A Newport-based engineering company has helped with the vital restoration of an historic Caribbean government building.

With its group head office in Gold Tops, Newport, Cintec International has undertaken vital restoration work on one of the world’s most prestigious government buildings, The Red House, also known as the seat of Parliament for the Republic of Trinidad and Tobago.

The project cost more than $1m in total and is a monumental moment in structural engineering history as one of the anchors inserted into the structure is believed to be the longest in the world, measuring a substantial 36.52m in length.

The original structure, built between 1844 and 1892, failed to reach its completion before it was severely damaged by a fire in March 1903, resulting in the start of the initial refurbishment in 1904. Both the Beaux-Arts style architecture and red paint are key characteristics of the striking building.

In 2007, following Cintec’s successful reinforcement of the Queens Royal College’s external walls, Cintec’s North American division were asked to advise Genivar, the main contractor, and CEP on The Red House’s required repairs.

Cintec, which has previously worked on buildings including the White House and the Egyptian Pyramids, began working on The Red House in 2017.

Cintec’s approved contractor, Celtest of Bangor, in North Wales, was awarded the contract to install the Cintec Reinforcement System, under the guidance of project manager Jason Chinery.

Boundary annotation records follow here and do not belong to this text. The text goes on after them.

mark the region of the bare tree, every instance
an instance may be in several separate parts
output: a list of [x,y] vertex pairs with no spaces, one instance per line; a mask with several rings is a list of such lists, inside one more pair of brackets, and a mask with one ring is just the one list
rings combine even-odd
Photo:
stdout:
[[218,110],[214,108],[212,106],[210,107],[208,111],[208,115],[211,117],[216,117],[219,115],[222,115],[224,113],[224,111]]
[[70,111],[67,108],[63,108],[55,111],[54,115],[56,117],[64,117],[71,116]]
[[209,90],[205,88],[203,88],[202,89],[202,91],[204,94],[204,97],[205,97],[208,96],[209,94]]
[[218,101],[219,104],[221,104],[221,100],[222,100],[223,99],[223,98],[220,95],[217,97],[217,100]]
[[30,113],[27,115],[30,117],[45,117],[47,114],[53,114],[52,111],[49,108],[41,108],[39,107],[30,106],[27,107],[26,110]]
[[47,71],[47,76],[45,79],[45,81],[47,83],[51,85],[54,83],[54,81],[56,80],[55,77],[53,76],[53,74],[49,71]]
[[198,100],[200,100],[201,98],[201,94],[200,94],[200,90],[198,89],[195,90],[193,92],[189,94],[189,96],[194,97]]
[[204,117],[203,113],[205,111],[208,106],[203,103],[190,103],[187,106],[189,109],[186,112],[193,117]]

Cintec provided additional specialist training and long reinforcements bars to Celest to ensure there would be no long hole drilling issues during the restoration.

During trials, it was calculated that the positioning of the drill would be deliberately pointing upwards at 0.50 degrees. This would compensate for the force of gravity pulling down the core barrel, which was more than 38m/125 ft in length, and proved extremely effective.

Robert Lloyd-Rees, managing director of Cintec North America, said: “Accuracy is critical during a project such as this, misalignment by one degree would mean the drill exiting at the wrong point causing a great deal of damage to the structure. We spent a great deal of time and used all of our own unique techniques to ensure that the project would be completely successful in restoring such an historic structure to its former glory.”

Peter James, Cintec group chairman, said: “This exciting project, with all of its technical difficulties, illustrates how our anchoring system can be adapted to solve the most complicated structural repairs in order to help restore yet another world famous landmark.”